Joaquin Turina Piano Trio No. 2 in B Minor, Op. 76 (1933)
Brahms Piano Trio No. 3 in C Minor, Op. 101
Arno Babajanian Piano Trio in F-Sharp Minor (1952)
“Discoveries” is an opportunity for the Priday-Kloeckner-Armstrong Trio to present, alongside Brahms’s beloved C minor Trio, two lesser-known gems, both emotionally-laden and highly appealing works that represent a fascinating blend of international influences. The Trio explores a juxtaposition between music of three countries, all within the same general movement, but each with the flavor, style, and proportion specific to its own culture.
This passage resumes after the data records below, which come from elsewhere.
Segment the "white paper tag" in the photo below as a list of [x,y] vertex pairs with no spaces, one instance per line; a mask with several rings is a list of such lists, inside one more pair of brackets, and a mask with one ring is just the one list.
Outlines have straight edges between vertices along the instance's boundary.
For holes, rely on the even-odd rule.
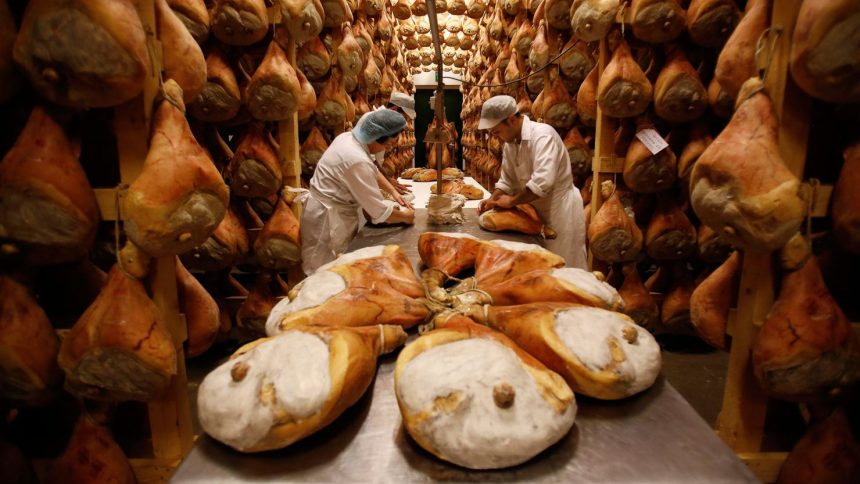
[[660,136],[660,133],[651,128],[639,131],[636,133],[636,137],[639,138],[639,141],[641,141],[646,148],[648,148],[648,151],[650,151],[652,155],[656,155],[669,146],[669,143]]

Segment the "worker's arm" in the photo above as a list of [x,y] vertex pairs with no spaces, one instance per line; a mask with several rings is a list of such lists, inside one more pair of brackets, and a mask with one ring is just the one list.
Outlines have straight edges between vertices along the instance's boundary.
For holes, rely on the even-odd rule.
[[391,215],[385,219],[387,224],[409,224],[415,223],[415,210],[406,207],[394,207]]
[[[495,193],[493,196],[495,197]],[[530,189],[526,188],[516,195],[508,195],[502,192],[501,195],[495,198],[490,198],[488,200],[484,200],[481,202],[481,212],[490,210],[492,208],[513,208],[517,205],[521,205],[523,203],[533,202],[540,198],[535,195]]]
[[390,193],[391,196],[394,198],[395,202],[399,203],[400,205],[403,205],[406,208],[411,208],[411,209],[415,208],[412,206],[411,203],[406,201],[400,195],[400,191],[397,188],[395,188],[394,185],[392,185],[391,182],[388,181],[388,178],[386,178],[385,175],[383,175],[382,172],[379,171],[378,169],[376,170],[376,183],[379,184],[380,189],[385,190],[386,192]]

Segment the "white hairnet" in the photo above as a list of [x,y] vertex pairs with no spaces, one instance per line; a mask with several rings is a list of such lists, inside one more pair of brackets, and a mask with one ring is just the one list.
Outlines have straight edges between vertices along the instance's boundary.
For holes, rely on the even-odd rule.
[[493,96],[481,106],[478,129],[490,129],[517,112],[517,100],[511,96]]
[[371,111],[358,120],[352,128],[352,134],[361,144],[368,144],[384,136],[391,136],[403,131],[406,118],[390,109]]
[[394,91],[388,100],[395,106],[400,106],[410,118],[415,119],[415,98],[403,92]]

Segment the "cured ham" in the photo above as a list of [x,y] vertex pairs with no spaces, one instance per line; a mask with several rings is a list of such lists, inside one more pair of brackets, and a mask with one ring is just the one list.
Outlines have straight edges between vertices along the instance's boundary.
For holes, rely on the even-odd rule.
[[607,116],[630,118],[642,114],[651,104],[651,81],[622,41],[612,53],[612,60],[600,75],[597,103]]
[[807,94],[833,103],[860,101],[860,5],[805,0],[791,41],[791,76]]
[[642,231],[614,191],[588,224],[588,247],[605,262],[632,261],[642,250]]
[[45,403],[60,384],[60,343],[29,289],[0,275],[0,390],[2,400]]
[[284,192],[278,197],[275,212],[254,240],[254,254],[261,266],[287,270],[302,259],[299,219],[288,205],[295,195]]
[[418,237],[418,255],[425,266],[456,276],[475,265],[482,243],[469,234],[424,232]]
[[302,88],[287,54],[277,42],[269,43],[266,56],[245,90],[248,110],[263,121],[280,121],[299,108]]
[[110,430],[83,414],[78,418],[65,450],[51,463],[45,482],[134,484],[137,480]]
[[202,244],[182,255],[182,263],[190,269],[219,271],[232,267],[248,254],[248,231],[233,207]]
[[281,188],[281,163],[263,123],[251,123],[227,166],[231,193],[265,198]]
[[250,291],[243,292],[245,300],[236,311],[238,325],[254,334],[266,334],[266,319],[278,303],[269,287],[271,282],[272,272],[260,271],[254,281],[254,287]]
[[678,179],[681,180],[682,186],[689,188],[693,166],[713,141],[714,138],[708,133],[707,125],[703,123],[693,125],[690,138],[678,157]]
[[215,0],[209,15],[215,38],[228,45],[257,43],[269,30],[263,0]]
[[[675,4],[675,0],[669,3]],[[672,123],[687,123],[708,107],[708,93],[683,50],[669,51],[666,64],[654,84],[654,111]]]
[[47,100],[105,108],[143,90],[151,69],[146,45],[131,0],[34,0],[12,55]]
[[204,45],[209,38],[209,10],[204,0],[167,0],[167,4],[185,24],[194,40]]
[[674,200],[658,196],[657,209],[645,231],[645,250],[652,259],[688,259],[696,252],[696,228]]
[[296,53],[296,66],[312,81],[318,81],[329,73],[331,55],[319,37],[302,44]]
[[615,23],[619,0],[573,0],[570,5],[570,28],[585,42],[606,37]]
[[837,409],[812,424],[786,457],[776,482],[857,482],[860,480],[860,444],[851,421]]
[[343,90],[342,80],[340,72],[333,70],[314,108],[317,124],[338,133],[355,118],[355,105]]
[[576,112],[585,126],[597,123],[597,65],[582,81],[576,94]]
[[559,267],[564,267],[564,259],[539,245],[484,241],[475,258],[475,278],[478,284],[493,285],[527,272]]
[[298,326],[395,324],[410,328],[432,312],[412,263],[396,245],[366,247],[323,265],[296,285],[266,321],[275,335]]
[[769,394],[815,399],[860,381],[860,341],[821,277],[818,260],[786,274],[752,348]]
[[699,226],[696,238],[699,258],[709,264],[722,263],[733,250],[731,244],[726,243],[714,229],[704,224]]
[[591,149],[576,126],[570,128],[563,141],[568,158],[570,158],[570,171],[573,176],[589,175],[591,173]]
[[652,44],[675,39],[687,26],[678,0],[633,0],[630,10],[633,36]]
[[205,242],[224,218],[229,198],[227,185],[191,133],[182,89],[168,80],[163,96],[143,170],[122,207],[129,239],[156,257]]
[[576,267],[538,269],[495,283],[479,282],[478,289],[492,297],[492,304],[509,306],[533,302],[571,302],[620,311],[621,296],[593,273]]
[[327,28],[339,27],[344,22],[352,22],[352,8],[346,0],[321,0],[323,12],[323,26]]
[[690,297],[695,285],[690,273],[676,266],[673,271],[672,286],[663,299],[660,307],[660,324],[669,333],[689,334],[690,327]]
[[543,119],[557,129],[568,129],[576,121],[576,101],[570,97],[567,88],[556,75],[543,91]]
[[558,372],[576,393],[603,400],[626,398],[648,389],[660,374],[660,347],[654,337],[622,313],[544,302],[473,306],[467,314],[509,336]]
[[[436,185],[430,186],[430,193],[436,193]],[[469,185],[462,180],[445,180],[442,182],[442,193],[456,193],[463,195],[468,200],[481,200],[484,191],[475,185]]]
[[758,76],[756,45],[769,26],[770,10],[771,0],[751,0],[744,17],[720,51],[714,78],[732,99],[738,99],[747,79]]
[[79,258],[95,239],[99,208],[78,162],[80,145],[36,106],[0,162],[0,240],[28,264]]
[[[573,82],[573,84],[579,86],[585,80],[585,76],[594,68],[596,64],[594,56],[589,52],[588,44],[579,42],[575,36],[571,36],[570,40],[561,50],[567,52],[557,61],[561,73]],[[540,66],[533,66],[532,68],[537,67]],[[594,88],[592,90],[596,89],[596,87],[597,78],[595,77]]]
[[155,17],[158,38],[163,45],[168,46],[162,54],[164,76],[179,84],[182,99],[190,103],[206,85],[206,58],[200,45],[166,0],[156,0]]
[[328,143],[325,137],[323,137],[322,131],[320,131],[319,127],[314,126],[299,149],[299,156],[302,160],[302,173],[310,176],[316,169],[320,157],[327,149]]
[[690,296],[690,322],[705,343],[720,350],[728,347],[726,328],[738,293],[741,261],[740,252],[732,253]]
[[317,37],[322,31],[325,12],[319,0],[283,0],[278,3],[290,37],[298,44]]
[[240,452],[287,447],[364,395],[376,360],[406,341],[399,326],[302,327],[239,348],[197,394],[203,430]]
[[623,271],[624,282],[618,288],[618,295],[624,301],[624,314],[639,326],[653,330],[660,320],[657,302],[651,296],[651,291],[642,284],[636,264],[625,264]]
[[150,400],[176,374],[176,348],[146,289],[115,265],[98,298],[63,338],[67,390],[97,400]]
[[555,230],[544,224],[534,207],[527,203],[509,209],[487,210],[478,217],[478,225],[492,232],[509,230],[547,239],[554,239],[556,235]]
[[[653,129],[646,118],[636,122],[637,131]],[[645,146],[638,137],[630,142],[624,156],[624,184],[634,192],[655,193],[667,190],[675,184],[678,161],[672,148],[666,146],[656,154]]]
[[400,352],[394,393],[415,442],[469,469],[523,463],[564,437],[576,416],[558,374],[459,315]]
[[217,47],[206,56],[206,85],[197,99],[188,107],[195,119],[219,123],[233,119],[242,105],[242,94],[236,74],[227,64],[227,58]]
[[833,195],[833,232],[845,250],[860,254],[860,142],[843,152],[845,162]]
[[693,167],[690,199],[699,219],[725,241],[776,250],[797,232],[806,203],[779,154],[776,116],[761,85],[744,84],[731,121]]
[[221,312],[206,288],[176,259],[176,290],[179,311],[185,315],[188,340],[185,356],[193,358],[208,350],[221,329]]
[[18,35],[15,18],[6,0],[0,0],[0,104],[12,99],[20,84],[18,71],[12,60],[12,46]]
[[693,42],[701,46],[722,47],[740,18],[735,0],[691,0],[687,7],[687,31]]

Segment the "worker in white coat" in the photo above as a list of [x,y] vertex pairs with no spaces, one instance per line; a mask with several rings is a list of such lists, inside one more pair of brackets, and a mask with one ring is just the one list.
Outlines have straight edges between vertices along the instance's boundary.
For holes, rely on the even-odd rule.
[[372,153],[393,145],[406,127],[388,109],[363,117],[336,137],[320,157],[302,213],[302,270],[310,274],[346,251],[361,228],[362,210],[375,224],[413,223],[415,212],[385,200],[376,181]]
[[582,196],[573,186],[570,158],[561,136],[544,123],[517,112],[511,96],[494,96],[481,107],[478,129],[505,142],[502,173],[479,213],[531,203],[543,222],[558,233],[547,249],[564,257],[569,267],[588,269]]
[[[391,93],[391,97],[388,99],[388,104],[386,104],[385,106],[379,106],[374,111],[378,111],[380,109],[390,109],[392,111],[396,111],[398,113],[403,114],[404,117],[409,116],[410,119],[415,119],[415,98],[413,98],[409,94],[394,91]],[[362,118],[364,116],[367,116],[368,114],[370,113],[365,113]],[[359,122],[361,122],[361,119],[359,119]],[[374,153],[373,158],[376,162],[377,168],[381,169],[382,163],[385,161],[385,152],[382,151]],[[397,200],[397,195],[403,195],[412,191],[409,189],[410,185],[404,185],[398,182],[397,178],[387,178],[385,175],[382,174],[381,171],[377,175],[376,181],[379,183],[379,187],[391,193],[391,195],[395,197],[395,200]],[[402,202],[398,200],[398,203]],[[412,208],[412,206],[409,205],[408,202],[407,206],[409,208]]]

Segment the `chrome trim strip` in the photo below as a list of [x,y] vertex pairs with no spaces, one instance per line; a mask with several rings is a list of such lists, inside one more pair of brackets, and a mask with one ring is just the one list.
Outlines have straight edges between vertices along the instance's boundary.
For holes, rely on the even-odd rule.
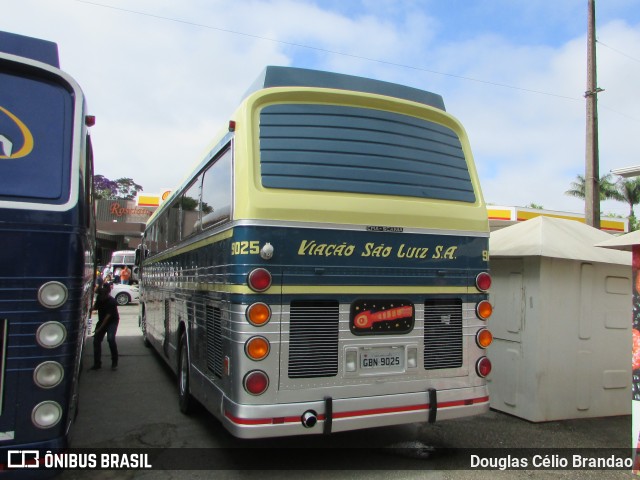
[[[286,227],[286,228],[308,228],[319,230],[348,230],[354,232],[366,232],[369,226],[367,225],[353,225],[342,223],[312,223],[312,222],[294,222],[289,220],[234,220],[232,222],[233,227]],[[373,227],[379,227],[379,225],[372,225]],[[387,232],[381,233],[418,233],[418,234],[436,234],[436,235],[451,235],[456,237],[489,237],[489,232],[475,232],[471,230],[438,230],[433,228],[406,228],[406,227],[394,227],[391,225],[385,225],[382,228],[402,228],[401,232]],[[378,233],[378,232],[371,232]]]

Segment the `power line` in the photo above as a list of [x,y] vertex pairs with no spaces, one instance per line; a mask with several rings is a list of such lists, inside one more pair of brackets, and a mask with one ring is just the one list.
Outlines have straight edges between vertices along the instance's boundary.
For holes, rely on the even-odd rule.
[[467,77],[467,76],[464,76],[464,75],[456,75],[456,74],[453,74],[453,73],[439,72],[437,70],[431,70],[431,69],[428,69],[428,68],[418,67],[418,66],[415,66],[415,65],[407,65],[407,64],[404,64],[404,63],[391,62],[391,61],[388,61],[388,60],[380,60],[380,59],[377,59],[377,58],[365,57],[365,56],[362,56],[362,55],[355,55],[355,54],[352,54],[352,53],[339,52],[337,50],[330,50],[330,49],[322,48],[322,47],[314,47],[314,46],[305,45],[305,44],[302,44],[302,43],[287,42],[285,40],[278,40],[278,39],[275,39],[275,38],[264,37],[264,36],[261,36],[261,35],[256,35],[256,34],[246,33],[246,32],[240,32],[240,31],[237,31],[237,30],[231,30],[231,29],[227,29],[227,28],[214,27],[214,26],[211,26],[211,25],[203,24],[203,23],[197,23],[197,22],[192,22],[192,21],[188,21],[188,20],[181,20],[181,19],[178,19],[178,18],[166,17],[166,16],[157,15],[157,14],[153,14],[153,13],[140,12],[140,11],[137,11],[137,10],[131,10],[131,9],[122,8],[122,7],[114,7],[112,5],[104,5],[104,4],[101,4],[101,3],[91,2],[91,1],[88,1],[88,0],[75,0],[75,1],[78,2],[78,3],[84,3],[86,5],[91,5],[91,6],[95,6],[95,7],[102,7],[102,8],[108,8],[108,9],[111,9],[111,10],[117,10],[117,11],[125,12],[125,13],[132,13],[132,14],[135,14],[135,15],[142,15],[142,16],[145,16],[145,17],[155,18],[155,19],[158,19],[158,20],[164,20],[164,21],[167,21],[167,22],[181,23],[183,25],[189,25],[189,26],[192,26],[192,27],[206,28],[208,30],[215,30],[215,31],[218,31],[218,32],[230,33],[230,34],[233,34],[233,35],[242,35],[244,37],[255,38],[255,39],[258,39],[258,40],[264,40],[264,41],[273,42],[273,43],[279,43],[279,44],[287,45],[287,46],[290,46],[290,47],[304,48],[304,49],[307,49],[307,50],[314,50],[314,51],[317,51],[317,52],[329,53],[329,54],[332,54],[332,55],[341,55],[343,57],[355,58],[355,59],[358,59],[358,60],[365,60],[365,61],[368,61],[368,62],[375,62],[375,63],[379,63],[379,64],[382,64],[382,65],[389,65],[389,66],[393,66],[393,67],[406,68],[406,69],[410,69],[410,70],[416,70],[416,71],[420,71],[420,72],[431,73],[431,74],[434,74],[434,75],[441,75],[441,76],[445,76],[445,77],[457,78],[459,80],[466,80],[466,81],[470,81],[470,82],[482,83],[484,85],[490,85],[492,87],[508,88],[508,89],[511,89],[511,90],[517,90],[517,91],[527,92],[527,93],[534,93],[534,94],[537,94],[537,95],[546,95],[546,96],[549,96],[549,97],[562,98],[562,99],[565,99],[565,100],[574,100],[574,101],[575,100],[579,100],[579,101],[582,100],[581,98],[578,98],[578,97],[570,97],[570,96],[567,96],[567,95],[560,95],[560,94],[557,94],[557,93],[545,92],[545,91],[542,91],[542,90],[534,90],[534,89],[530,89],[530,88],[516,87],[514,85],[508,85],[508,84],[505,84],[505,83],[492,82],[490,80],[482,80],[482,79],[478,79],[478,78]]
[[598,42],[598,44],[599,44],[599,45],[602,45],[603,47],[608,48],[609,50],[613,50],[614,52],[616,52],[616,53],[618,53],[618,54],[622,55],[623,57],[627,57],[628,59],[633,60],[634,62],[638,62],[638,63],[640,63],[640,59],[637,59],[637,58],[635,58],[635,57],[632,57],[631,55],[627,55],[626,53],[624,53],[624,52],[622,52],[622,51],[620,51],[620,50],[618,50],[618,49],[616,49],[616,48],[610,47],[610,46],[609,46],[609,45],[607,45],[606,43],[602,43],[600,40],[596,40],[596,42]]

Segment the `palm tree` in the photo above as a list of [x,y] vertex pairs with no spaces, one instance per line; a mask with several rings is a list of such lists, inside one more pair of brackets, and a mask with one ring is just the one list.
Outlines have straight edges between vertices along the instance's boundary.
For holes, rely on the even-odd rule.
[[[611,174],[608,173],[600,177],[600,200],[620,200],[624,201],[617,185],[612,181]],[[585,180],[584,176],[576,175],[576,180],[571,182],[571,188],[564,192],[565,195],[577,198],[585,198]]]
[[626,202],[629,205],[629,225],[632,221],[635,222],[635,213],[633,207],[640,203],[640,177],[632,179],[621,178],[616,183],[618,188],[618,198],[621,202]]

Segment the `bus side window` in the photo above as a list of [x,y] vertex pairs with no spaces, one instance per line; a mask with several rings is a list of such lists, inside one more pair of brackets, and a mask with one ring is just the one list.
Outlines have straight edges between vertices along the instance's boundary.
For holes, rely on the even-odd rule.
[[201,183],[202,177],[198,177],[182,195],[182,238],[187,238],[200,230]]
[[163,212],[158,218],[158,250],[167,248],[167,212]]
[[[157,223],[154,223],[149,228],[149,233],[146,236],[146,245],[150,253],[156,253],[158,251],[158,237],[157,237]],[[148,255],[147,255],[148,256]],[[145,257],[146,258],[146,257]]]
[[205,171],[202,182],[202,228],[231,218],[231,149]]
[[180,241],[180,202],[176,200],[169,207],[167,225],[167,246],[173,247]]

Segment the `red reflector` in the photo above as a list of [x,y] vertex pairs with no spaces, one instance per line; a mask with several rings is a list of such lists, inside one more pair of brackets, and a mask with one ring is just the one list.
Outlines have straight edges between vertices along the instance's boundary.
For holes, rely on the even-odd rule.
[[271,274],[264,268],[256,268],[249,273],[247,283],[254,292],[264,292],[271,286]]
[[85,115],[84,117],[84,124],[87,127],[93,127],[96,124],[96,117],[95,115]]
[[481,292],[486,292],[491,288],[491,275],[487,272],[479,273],[476,277],[476,287]]
[[230,132],[235,132],[236,131],[236,121],[235,120],[229,120],[229,131]]
[[269,377],[267,374],[254,370],[244,376],[244,389],[251,395],[262,395],[269,388]]
[[476,372],[482,378],[486,377],[491,373],[491,361],[487,357],[482,357],[476,363]]

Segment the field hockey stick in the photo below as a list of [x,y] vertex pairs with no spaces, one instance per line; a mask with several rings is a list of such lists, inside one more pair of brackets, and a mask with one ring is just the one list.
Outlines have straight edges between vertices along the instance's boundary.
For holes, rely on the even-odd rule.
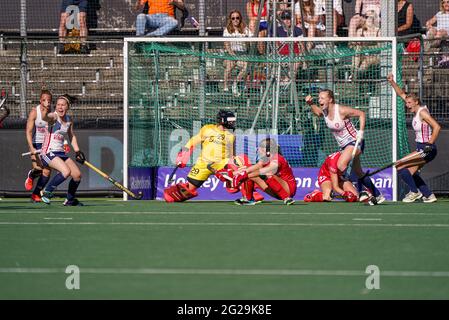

Hailing from Seville, Joaquin Turina (1882-1949) was part of a group of Spanish composers in the early twentieth century, including Albeniz, Granados, and his lifelong friend Manuel de Falla, who incorporated the musical flavors of Spain while writing music within standard European forms. Working in the early twentieth century, Turina was in particular strongly influenced by Debussy, Moszkowski, and Franck. His Piano Trio No. 2, composed in 1933, exhibits this blending of elements delightfully infused with the charm and flavor of Spanish rhythm and timbre. The irrepressible lyricism of his writing, the harmonic piquancy, rhythmic vibrancy (including a perpetuum mobile), and innovative textures in his 2nd piano trio bring all of this to life vividly.
Brahms’s (1833-1897) well-known and beloved Piano Trio No. 3 in C Minor is the final and most compact of his three piano trios. Pithy and intense, it is a taut statement of a form perfected through Brahms’s own chamber music output. His uncanny knack for composing timeless melodies that one imagines on a first hearing that one has heard them all of one’s life sends the music right to the deepest part of our hearts. One imagines a chamber/salon soirée at the home of Clara Schumann or Joseph Joachim.
Though virtually unknown in the United States, Arno Babajanian (1921-1983) is revered as a national musical treasure in his native Armenia and is wildly popular in Russia. He left a substantial body of work, including a cello concerto for Mstislav Rostropovich, of which a stunning achievement is his Piano Trio, written in 1952. Babajanian’s music blends elements both eastern and western: the soulful echoes of Armenian folk melody, mode, and rhythm combined with the romantic spirit of contemporaries Khachaturian, Rachmaninov, Shostakovich, and Prokofiev. The first movement’s fervently Romantic contrapuntalism recalls the best of Rachmaninov; an incredibly vulnerable, sweet, and truthful second movement proves the almost minimalist contrast to the raging activity of the movements to either side of it. And the irresistible last movement dances trippingly along in 5/8 and 7/8 while never losing a moment’s confidence. Tonal, melodic, and emotionally direct, Babajanian’s Piano Trio expresses a full spectrum of emotions – at times darkly brooding, ethereal, energetic, sweetly melancholic, and full of drama.